Why Graph Databases Excel in Anti-Money Laundering Investigations
By Emma Zhang
Background
The recent discovery of a massive money laundering case in Singapore underscores the demand for efficient data management and analysis in the financial sector. It also highlights the significance of graph database technology in combating complex criminal networks and money laundering activities. Traditional relational databases struggle to effectively handle data with multi-layered relationships and intricate connection patterns. In contrast, graph databases, leveraging their advantages in processing graph-like data structures, have emerged as the ideal solution for addressing such challenges.
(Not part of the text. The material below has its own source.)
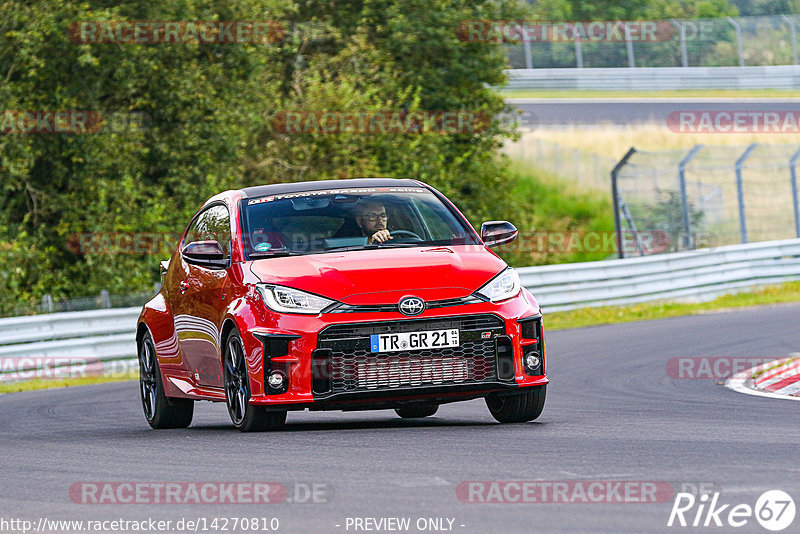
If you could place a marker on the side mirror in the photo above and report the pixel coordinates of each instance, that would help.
(205, 254)
(495, 233)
This reported significant case related to suspicious transactions in Singapore involves a colossal sum of approximately 700 million USD. This incident marks the largest money laundering case in Singapore to date.
The surprise stems from Singapore's unique role in Asia, particularly in recent years, as geopolitical developments have attracted many individuals to the country, considering it a neutral ground for conducting business. Therefore, it is not unexpected that criminal activities targeted Singapore, given the substantial high-value cross-border transactions occurring in the country every moment. Countries with such capabilities make it remarkably easy to conceal money laundering and transfer illicit funds—especially considering Singapore's neighboring nations, many of which are associated with casinos, underground banking systems, fraud organizations, and more.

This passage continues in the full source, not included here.